Thursday, September 2, 2010

Chinese on the Western Frontier


I. The Push Factors of Chinese Immigration

A. Political Inertia in China--the national government in the country was largely ineffectual during most of the 19th century, unable to address problems in the country, nor to resist foreign aggression.

1. First Opium War (1839-1842)--British merchants found the opium trade they had established in British India (including today's India, Pakistan, and  Afghanistan) to be highly profitable, but that countries were becoming increasingly reluctant to allow the importation of the drug, which they saw as debilitating on their populations. When the Chinese government tried to prevent the East India Company from importing opium into  the country, British naval ships showed up to force the issue.


B. Rural poverty--Chinese peasants, after several years of bad harvests, became increasingly desperate to find a way to change their condition of life. By the late 1850s, peasants that left to country after news of the California Gold Rush began returning to the countryside with the means to accomplish this, and this encouraged other peasants to pursue this path.

C. Entrepeneurial labor agencies--Chinese merchants quickly realized that there was money to be made providing passage and lining up employment for Chinese peasants willing to sign away most of their earning of their early years abroad in return for passage out of China.

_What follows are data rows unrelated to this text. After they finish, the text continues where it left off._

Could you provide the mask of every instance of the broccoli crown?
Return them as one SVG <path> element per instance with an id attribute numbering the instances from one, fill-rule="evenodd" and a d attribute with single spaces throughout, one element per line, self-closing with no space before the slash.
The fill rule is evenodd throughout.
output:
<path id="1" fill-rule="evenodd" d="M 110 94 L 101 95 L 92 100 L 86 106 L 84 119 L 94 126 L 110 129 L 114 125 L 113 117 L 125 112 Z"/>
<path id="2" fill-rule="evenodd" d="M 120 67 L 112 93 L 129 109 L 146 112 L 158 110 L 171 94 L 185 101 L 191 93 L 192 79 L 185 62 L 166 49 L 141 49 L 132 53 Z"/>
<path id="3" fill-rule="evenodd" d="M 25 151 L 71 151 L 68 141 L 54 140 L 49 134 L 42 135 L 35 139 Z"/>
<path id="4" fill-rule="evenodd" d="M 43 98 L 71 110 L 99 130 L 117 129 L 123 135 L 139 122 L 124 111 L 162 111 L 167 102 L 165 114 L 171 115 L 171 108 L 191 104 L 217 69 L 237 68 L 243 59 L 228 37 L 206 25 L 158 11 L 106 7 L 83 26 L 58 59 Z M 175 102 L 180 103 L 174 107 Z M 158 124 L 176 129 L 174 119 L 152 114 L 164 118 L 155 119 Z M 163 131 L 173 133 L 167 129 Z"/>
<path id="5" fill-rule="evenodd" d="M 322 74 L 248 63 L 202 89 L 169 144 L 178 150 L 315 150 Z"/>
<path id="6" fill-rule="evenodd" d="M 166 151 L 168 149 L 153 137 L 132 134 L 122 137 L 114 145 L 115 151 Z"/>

1. Chinese Six Companies--six such firms in San Francisco banded together when the influx of Chinese workers created a huge backlash in an attempt to prevent this reaction from completely killing off their business. They agreed to advocate for voluntary reductions in Chinese immigration, prohibition of the immigration of women (some of whom worked as prostitutes for these companies, servicing the Chinese male population that found their money unwelcome in other San Francisco brothels).

II. Chinese "Otherness"

A. Physical differences--early Chinese immigrants tended to come from Guangdong Province in southern China, where for generations they had subsisted on a diet richer in carbohydrates (largely from rice), but lower in protein; the result was that the average Chinese immigrant was shorter than the average native white American, who demanded beefsteak as a birthright. The practice of wearing one's hair in a braided que was seen as provocative to some Americans, as well.

B. Strange food--the consumption of rice was unheard of in the United States at this time, while the huge consumption of beef in the United States was not possible in China. Linking these two phenomena  together, many in the United States began to argue that Chinese workers accepted lower wages because they could live on a diet that a white man found inadequate, and they must therefore be a lower order of human being.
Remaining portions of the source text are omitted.